Albany is quickly becoming a major player in the west's food and wine stakes, dominated by the beautiful Margaret River area.
Albany Farmers Market has been open for business every Saturday for six years. The thriving marketplace's catchcry is ''fresh is best''. The non-profit group sells every imaginable type of fruit and vegetable, organic beef and lamb, free-range pork and chicken, venison, honey, bread, yoghurt, cheeses, oils, jams and flowers.
The growers themselves proudly sell their products and pass on useful tips and recipes. Locals tend to use the markets for their major weekly shop, and holiday makers purchase goodies for picnics and non-perishables to take home. It all begins with the ring of a bell at 8am sharp.
Just 10 kilometres out of town is the oranjetractor Winery. They produce riesling, sparkplug riesling, shiraz, sauvignon blanc, cabernet merlot and rosé without the use of pesticides, herbicides or synthetic fungicides. They produce a small quantity of wine and enjoy dealing with customers on a one-to-one basis.
Friends and family helped plant the vines and WWOOFers (Willing Workers on Organic Farms) are hosted in return for pruning, watering, weeding and harvesting the three hectares. They come from around the world and the experience is enjoyed by both sides.
The winery's beloved 1964 Fiat tractor has worked hard to turn dreams into reality. It is still working and has been honoured by having the winery named after it.
Co-owner of orangetractor Pam Lincoln is a wine educator and offers classes to residents and visitors.
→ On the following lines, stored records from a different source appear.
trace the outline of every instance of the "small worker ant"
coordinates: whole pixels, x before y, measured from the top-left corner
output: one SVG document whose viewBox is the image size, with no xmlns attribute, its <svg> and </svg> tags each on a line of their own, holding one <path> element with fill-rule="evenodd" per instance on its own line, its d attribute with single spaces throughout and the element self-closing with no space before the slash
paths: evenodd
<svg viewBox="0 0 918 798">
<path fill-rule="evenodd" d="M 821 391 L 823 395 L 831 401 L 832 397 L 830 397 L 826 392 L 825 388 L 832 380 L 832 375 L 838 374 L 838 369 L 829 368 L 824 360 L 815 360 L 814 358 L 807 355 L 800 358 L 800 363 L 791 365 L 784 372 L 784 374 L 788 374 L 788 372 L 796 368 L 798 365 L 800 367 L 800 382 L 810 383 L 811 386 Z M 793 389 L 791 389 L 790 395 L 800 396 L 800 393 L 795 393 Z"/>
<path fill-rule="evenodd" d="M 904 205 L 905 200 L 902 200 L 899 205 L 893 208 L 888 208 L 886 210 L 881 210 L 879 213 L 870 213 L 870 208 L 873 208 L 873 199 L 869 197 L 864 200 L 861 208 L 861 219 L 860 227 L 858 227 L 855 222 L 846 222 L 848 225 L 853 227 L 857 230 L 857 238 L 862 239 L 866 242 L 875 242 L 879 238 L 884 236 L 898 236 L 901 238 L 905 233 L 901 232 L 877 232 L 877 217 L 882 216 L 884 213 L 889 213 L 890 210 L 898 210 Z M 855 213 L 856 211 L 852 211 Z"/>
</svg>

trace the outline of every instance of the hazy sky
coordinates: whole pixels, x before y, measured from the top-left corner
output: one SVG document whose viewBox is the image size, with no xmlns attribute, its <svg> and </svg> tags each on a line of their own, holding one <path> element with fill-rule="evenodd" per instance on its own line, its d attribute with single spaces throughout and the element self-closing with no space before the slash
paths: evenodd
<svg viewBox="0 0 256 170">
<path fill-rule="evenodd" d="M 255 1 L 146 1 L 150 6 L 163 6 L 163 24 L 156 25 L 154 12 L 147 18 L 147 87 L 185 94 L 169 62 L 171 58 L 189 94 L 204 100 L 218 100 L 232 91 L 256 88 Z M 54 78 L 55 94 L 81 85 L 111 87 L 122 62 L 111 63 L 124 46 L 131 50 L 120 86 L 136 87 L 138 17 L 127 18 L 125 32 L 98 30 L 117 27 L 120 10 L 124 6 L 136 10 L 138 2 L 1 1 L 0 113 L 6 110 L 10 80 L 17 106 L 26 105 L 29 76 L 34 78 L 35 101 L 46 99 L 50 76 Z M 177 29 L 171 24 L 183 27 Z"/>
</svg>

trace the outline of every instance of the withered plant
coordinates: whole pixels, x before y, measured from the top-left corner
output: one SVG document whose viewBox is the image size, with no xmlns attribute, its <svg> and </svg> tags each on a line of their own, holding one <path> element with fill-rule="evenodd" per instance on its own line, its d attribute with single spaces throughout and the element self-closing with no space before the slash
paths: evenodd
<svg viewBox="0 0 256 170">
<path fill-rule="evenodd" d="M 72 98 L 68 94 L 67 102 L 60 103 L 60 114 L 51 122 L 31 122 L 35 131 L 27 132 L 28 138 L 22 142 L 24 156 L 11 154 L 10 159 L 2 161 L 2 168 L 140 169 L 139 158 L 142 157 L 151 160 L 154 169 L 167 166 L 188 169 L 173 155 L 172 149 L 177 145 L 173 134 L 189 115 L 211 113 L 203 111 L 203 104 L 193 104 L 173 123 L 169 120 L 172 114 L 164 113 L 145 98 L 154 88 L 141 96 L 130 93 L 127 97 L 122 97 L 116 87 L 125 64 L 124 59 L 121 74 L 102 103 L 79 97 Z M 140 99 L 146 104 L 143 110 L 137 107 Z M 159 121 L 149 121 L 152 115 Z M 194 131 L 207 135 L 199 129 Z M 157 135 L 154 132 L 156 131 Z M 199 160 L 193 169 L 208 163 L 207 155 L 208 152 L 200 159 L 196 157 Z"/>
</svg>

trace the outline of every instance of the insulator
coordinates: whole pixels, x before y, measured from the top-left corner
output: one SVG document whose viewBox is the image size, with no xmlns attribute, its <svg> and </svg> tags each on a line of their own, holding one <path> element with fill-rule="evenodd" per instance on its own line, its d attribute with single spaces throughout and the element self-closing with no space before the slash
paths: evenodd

While the content of her classes is formal, they are fun and informative.
The Squid Shack at Emu Point Marina is excellent for a seafood meal. Supplies bought from the fishermen at their front door are cooked and usually eaten right there, maybe with a bottle of wine, with the ocean serving as a backdrop.
If you're at Middleton Beach on a Friday morning, you will most likely see the Granny Grommets on their boogie boards. These inspiring women have a ''no male'' policy and they swim year round. The club has celebrated its 25th anniversary. It costs just $25 a year to join and the strictly adhered to rules are: female; over 50 years old; enjoy the water; willing to learn surf slang.
Anyone over the age of 17 can join WWOOF. Participants need at least average physical fitness and organisers suggest that four to six hours of work a day is fair exchange for a day's full board and accommodation.
To make sure you don't miss anything, pick up a map called Go Taste Albany at the Visitor Centre. It has an easy-to-follow 75 kilometre circular trail through rolling hills and along the shoreline. You can take in wineries, small breweries, dairies producing delicious cheeses, and farms growing wonderful fruit. You can take the trail with a local expert or by yourself.